Mixed Instances Policy in ASG: Combining On-Demand and Spot Instances

Mixed Instances Policy in ASG: Combining On-Demand and Spot Instances#

When you’re running applications on AWS, one of the most impactful cost optimization strategies is intelligently blending On-Demand and Spot instances within the same Auto Scaling Group. This approach lets you maintain the reliability guarantees of On-Demand capacity while capturing the significant savings that Spot instances offer—typically 70–90% cheaper than their On-Demand counterparts. However, implementing this strategy correctly requires understanding several interlocking concepts: launch templates, capacity parameters, and allocation strategies.

In this guide, we’ll explore how to configure a mixed instances policy in an Auto Scaling Group, examine the parameters that control the balance between On-Demand and Spot, and walk through practical examples that show why this matters for both your wallet and your application’s resilience.

Why Mix Instance Types in a Single ASG?#

Before diving into configuration details, let’s establish why you’d want to do this in the first place. Imagine you’re running a web application that normally requires 10 instances to handle traffic. If you launched all 10 as On-Demand instances, you’d pay the full on-demand rate for every instance, every hour. But what if you could run 2 of those instances as reliable On-Demand capacity and the remaining 8 as Spot instances? You’d maintain a guaranteed baseline of reliable capacity while dramatically reducing your overall bill.

The trade-off is that Spot instances can be interrupted with minimal notice when AWS needs the underlying capacity back. By combining the two, you gain cost efficiency without sacrificing the core availability your application requires. The ASG will handle replacement of interrupted Spot instances automatically, and your On-Demand base ensures you always have a minimum of predictable, uninterruptible capacity.

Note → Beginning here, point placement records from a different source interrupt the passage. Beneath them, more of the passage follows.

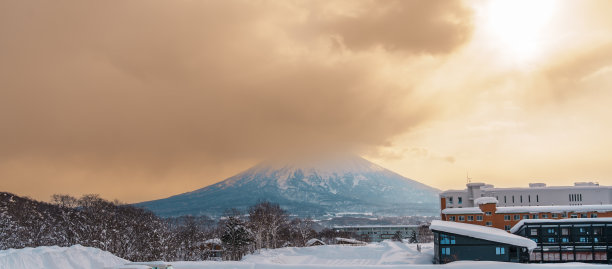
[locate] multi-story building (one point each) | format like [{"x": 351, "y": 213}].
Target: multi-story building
[
  {"x": 568, "y": 240},
  {"x": 487, "y": 213},
  {"x": 459, "y": 241},
  {"x": 537, "y": 194},
  {"x": 377, "y": 233}
]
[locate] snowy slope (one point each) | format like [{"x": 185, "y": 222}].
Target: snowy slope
[
  {"x": 349, "y": 184},
  {"x": 74, "y": 257}
]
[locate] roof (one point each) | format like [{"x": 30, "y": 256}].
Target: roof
[
  {"x": 518, "y": 226},
  {"x": 465, "y": 210},
  {"x": 216, "y": 241},
  {"x": 314, "y": 241},
  {"x": 531, "y": 209},
  {"x": 349, "y": 240},
  {"x": 485, "y": 200},
  {"x": 377, "y": 226},
  {"x": 482, "y": 232},
  {"x": 554, "y": 208}
]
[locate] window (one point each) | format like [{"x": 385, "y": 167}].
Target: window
[
  {"x": 596, "y": 230},
  {"x": 564, "y": 231},
  {"x": 447, "y": 239}
]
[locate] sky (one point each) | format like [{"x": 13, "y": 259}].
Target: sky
[{"x": 139, "y": 100}]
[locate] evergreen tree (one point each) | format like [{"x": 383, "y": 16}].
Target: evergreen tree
[
  {"x": 413, "y": 238},
  {"x": 236, "y": 237}
]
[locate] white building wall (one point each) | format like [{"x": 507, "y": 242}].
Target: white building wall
[{"x": 536, "y": 195}]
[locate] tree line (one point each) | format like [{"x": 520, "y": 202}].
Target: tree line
[{"x": 137, "y": 234}]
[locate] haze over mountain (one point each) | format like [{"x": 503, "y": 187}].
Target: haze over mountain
[{"x": 308, "y": 188}]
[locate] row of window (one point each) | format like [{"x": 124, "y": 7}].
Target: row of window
[
  {"x": 575, "y": 197},
  {"x": 525, "y": 216},
  {"x": 459, "y": 200},
  {"x": 581, "y": 239},
  {"x": 537, "y": 200},
  {"x": 566, "y": 231},
  {"x": 498, "y": 251}
]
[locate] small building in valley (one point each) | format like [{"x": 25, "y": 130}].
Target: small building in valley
[
  {"x": 460, "y": 241},
  {"x": 378, "y": 233}
]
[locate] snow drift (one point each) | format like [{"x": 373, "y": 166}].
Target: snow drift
[{"x": 74, "y": 257}]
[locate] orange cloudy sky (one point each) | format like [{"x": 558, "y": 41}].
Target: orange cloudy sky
[{"x": 138, "y": 100}]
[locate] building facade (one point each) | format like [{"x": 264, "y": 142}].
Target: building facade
[
  {"x": 487, "y": 213},
  {"x": 537, "y": 194},
  {"x": 378, "y": 233},
  {"x": 460, "y": 241},
  {"x": 568, "y": 240}
]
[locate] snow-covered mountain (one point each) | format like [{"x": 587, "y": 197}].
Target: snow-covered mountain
[{"x": 315, "y": 188}]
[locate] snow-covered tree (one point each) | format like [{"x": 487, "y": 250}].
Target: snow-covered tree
[{"x": 236, "y": 237}]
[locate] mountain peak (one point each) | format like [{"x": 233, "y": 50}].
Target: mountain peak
[{"x": 309, "y": 186}]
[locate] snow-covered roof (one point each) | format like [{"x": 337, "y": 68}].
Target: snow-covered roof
[
  {"x": 314, "y": 241},
  {"x": 530, "y": 209},
  {"x": 485, "y": 200},
  {"x": 554, "y": 208},
  {"x": 517, "y": 226},
  {"x": 465, "y": 210},
  {"x": 482, "y": 232},
  {"x": 349, "y": 240}
]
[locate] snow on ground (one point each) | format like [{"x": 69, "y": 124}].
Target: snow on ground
[{"x": 74, "y": 257}]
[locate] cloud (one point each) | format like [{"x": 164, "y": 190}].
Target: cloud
[
  {"x": 136, "y": 90},
  {"x": 409, "y": 26}
]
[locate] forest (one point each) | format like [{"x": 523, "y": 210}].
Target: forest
[{"x": 137, "y": 234}]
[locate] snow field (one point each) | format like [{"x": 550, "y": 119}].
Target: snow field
[
  {"x": 384, "y": 255},
  {"x": 77, "y": 257}
]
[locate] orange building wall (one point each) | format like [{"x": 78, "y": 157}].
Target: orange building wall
[{"x": 499, "y": 222}]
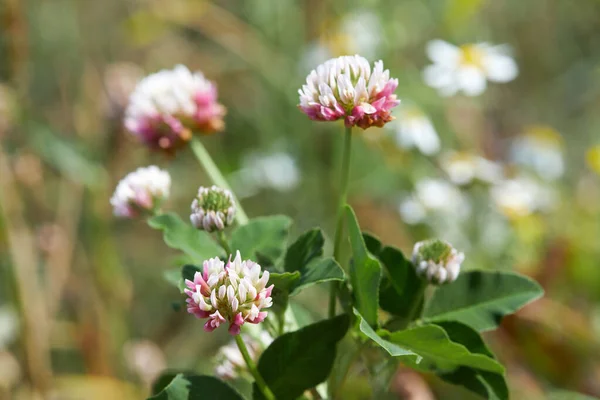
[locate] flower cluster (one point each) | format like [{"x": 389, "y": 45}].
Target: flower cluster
[
  {"x": 345, "y": 87},
  {"x": 467, "y": 68},
  {"x": 235, "y": 292},
  {"x": 213, "y": 209},
  {"x": 141, "y": 191},
  {"x": 230, "y": 362},
  {"x": 437, "y": 261},
  {"x": 168, "y": 106}
]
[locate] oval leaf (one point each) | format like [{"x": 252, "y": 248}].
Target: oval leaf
[
  {"x": 266, "y": 236},
  {"x": 300, "y": 360},
  {"x": 365, "y": 272},
  {"x": 305, "y": 249},
  {"x": 192, "y": 387},
  {"x": 481, "y": 298},
  {"x": 181, "y": 236}
]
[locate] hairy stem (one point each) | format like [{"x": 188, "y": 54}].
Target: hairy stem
[
  {"x": 215, "y": 175},
  {"x": 260, "y": 382},
  {"x": 340, "y": 214},
  {"x": 223, "y": 242}
]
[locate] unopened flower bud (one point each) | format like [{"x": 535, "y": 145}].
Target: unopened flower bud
[
  {"x": 141, "y": 191},
  {"x": 437, "y": 261},
  {"x": 235, "y": 292},
  {"x": 213, "y": 209}
]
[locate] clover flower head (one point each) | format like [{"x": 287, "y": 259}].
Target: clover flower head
[
  {"x": 346, "y": 87},
  {"x": 233, "y": 293},
  {"x": 213, "y": 209},
  {"x": 437, "y": 261},
  {"x": 168, "y": 106},
  {"x": 141, "y": 191},
  {"x": 467, "y": 68},
  {"x": 230, "y": 363}
]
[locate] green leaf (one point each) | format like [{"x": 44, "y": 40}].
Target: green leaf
[
  {"x": 300, "y": 360},
  {"x": 192, "y": 387},
  {"x": 486, "y": 384},
  {"x": 566, "y": 395},
  {"x": 481, "y": 298},
  {"x": 318, "y": 271},
  {"x": 401, "y": 288},
  {"x": 390, "y": 347},
  {"x": 283, "y": 284},
  {"x": 439, "y": 353},
  {"x": 181, "y": 236},
  {"x": 428, "y": 348},
  {"x": 365, "y": 272},
  {"x": 305, "y": 249},
  {"x": 264, "y": 235},
  {"x": 373, "y": 243}
]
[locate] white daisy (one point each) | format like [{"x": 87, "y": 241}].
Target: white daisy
[
  {"x": 467, "y": 68},
  {"x": 413, "y": 129}
]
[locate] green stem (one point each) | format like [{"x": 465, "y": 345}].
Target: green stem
[
  {"x": 222, "y": 239},
  {"x": 415, "y": 308},
  {"x": 340, "y": 214},
  {"x": 216, "y": 176},
  {"x": 260, "y": 382}
]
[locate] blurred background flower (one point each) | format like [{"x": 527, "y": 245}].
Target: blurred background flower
[{"x": 94, "y": 284}]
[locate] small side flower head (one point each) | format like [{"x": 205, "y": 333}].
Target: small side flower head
[
  {"x": 233, "y": 293},
  {"x": 167, "y": 107},
  {"x": 141, "y": 192},
  {"x": 213, "y": 209},
  {"x": 437, "y": 261},
  {"x": 345, "y": 87}
]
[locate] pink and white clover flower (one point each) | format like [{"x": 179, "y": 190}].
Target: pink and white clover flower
[
  {"x": 167, "y": 107},
  {"x": 141, "y": 191},
  {"x": 346, "y": 88},
  {"x": 235, "y": 293}
]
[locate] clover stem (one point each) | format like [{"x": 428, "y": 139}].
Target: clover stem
[
  {"x": 340, "y": 214},
  {"x": 260, "y": 382},
  {"x": 216, "y": 176},
  {"x": 222, "y": 239}
]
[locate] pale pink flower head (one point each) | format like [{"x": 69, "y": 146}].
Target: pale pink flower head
[
  {"x": 167, "y": 107},
  {"x": 346, "y": 87},
  {"x": 141, "y": 192},
  {"x": 437, "y": 261},
  {"x": 235, "y": 293}
]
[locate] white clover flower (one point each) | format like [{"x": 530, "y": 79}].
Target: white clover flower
[
  {"x": 437, "y": 261},
  {"x": 213, "y": 209},
  {"x": 467, "y": 68},
  {"x": 522, "y": 196},
  {"x": 167, "y": 107},
  {"x": 540, "y": 148},
  {"x": 141, "y": 191},
  {"x": 235, "y": 292},
  {"x": 277, "y": 171},
  {"x": 345, "y": 87},
  {"x": 465, "y": 167},
  {"x": 414, "y": 129},
  {"x": 229, "y": 360},
  {"x": 433, "y": 196}
]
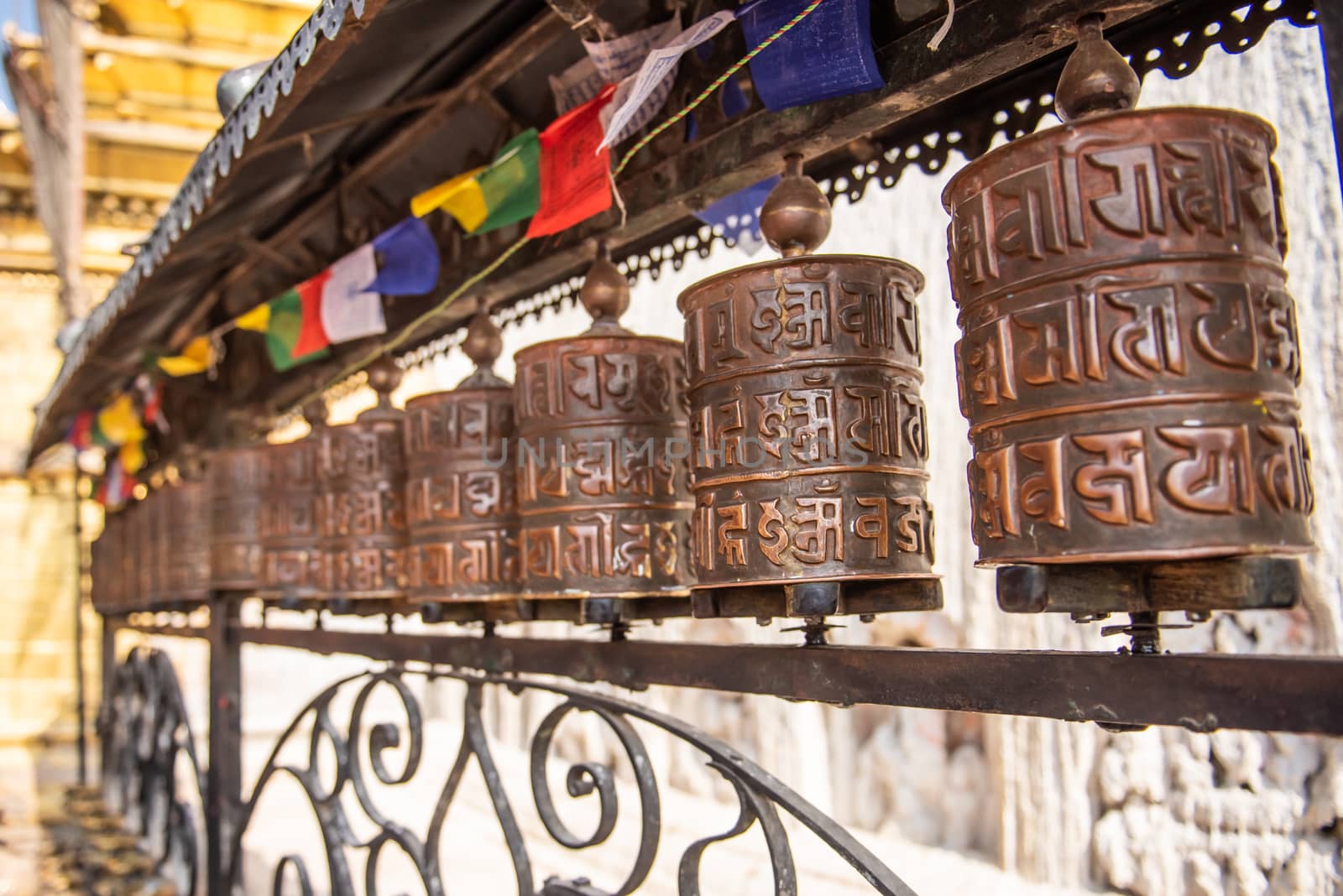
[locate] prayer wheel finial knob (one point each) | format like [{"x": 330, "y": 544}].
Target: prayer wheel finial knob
[
  {"x": 315, "y": 412},
  {"x": 796, "y": 217},
  {"x": 606, "y": 293},
  {"x": 1096, "y": 80},
  {"x": 383, "y": 378},
  {"x": 483, "y": 342}
]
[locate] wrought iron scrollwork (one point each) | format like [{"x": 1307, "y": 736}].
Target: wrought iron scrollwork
[
  {"x": 148, "y": 748},
  {"x": 760, "y": 795}
]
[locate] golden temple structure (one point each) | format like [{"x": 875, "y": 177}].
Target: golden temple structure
[{"x": 143, "y": 76}]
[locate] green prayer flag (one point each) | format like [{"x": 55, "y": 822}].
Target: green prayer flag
[
  {"x": 512, "y": 183},
  {"x": 284, "y": 331}
]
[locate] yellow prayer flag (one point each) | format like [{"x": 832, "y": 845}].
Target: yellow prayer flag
[
  {"x": 196, "y": 357},
  {"x": 460, "y": 196},
  {"x": 120, "y": 423},
  {"x": 257, "y": 320},
  {"x": 132, "y": 456}
]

Launch Templates: A Prerequisite, Not Optional#

To use a mixed instances policy, you must first understand that it requires a launch template, not the older launch configuration. This is a hard requirement, not a preference. Launch templates are the modern AWS construct that support the flexibility needed for mixed instance policies; launch configurations are simpler but inflexible and deprecated for new use cases.

A launch template defines the baseline configuration for your instances: AMI, instance type, key pair, security groups, monitoring settings, and so on. However, with a mixed instances policy, you’ll override the instance type specified in the template. Think of the launch template as providing the “everything except instance type” specification, and the mixed instances policy as saying “now launch this template with these specific instance types, in this proportion.”

Here’s a simplified launch template you might create:

aws ec2 create-launch-template \
  --launch-template-name my-app-template \
  --version-description "Production web server" \
  --launch-template-data '{
    "ImageId": "ami-0c55b159cbfafe1f0",
    "InstanceType": "t3.medium",
    "KeyName": "my-keypair",
    "SecurityGroupIds": ["sg-12345678"],
    "Monitoring": {"Enabled": true},
    "UserData": "IyEvYmluL2Jhc2gKZWNobyBcIkhlbGxvIFdvcmxkXCIK"
  }'

Notice the InstanceType is specified—but when you use this template in a mixed instances policy, that type becomes a default that you’ll override. The policy gives you the power to say “use this template, but launch instances with types t3.medium, t3.large, or t2.medium instead of just t3.medium.”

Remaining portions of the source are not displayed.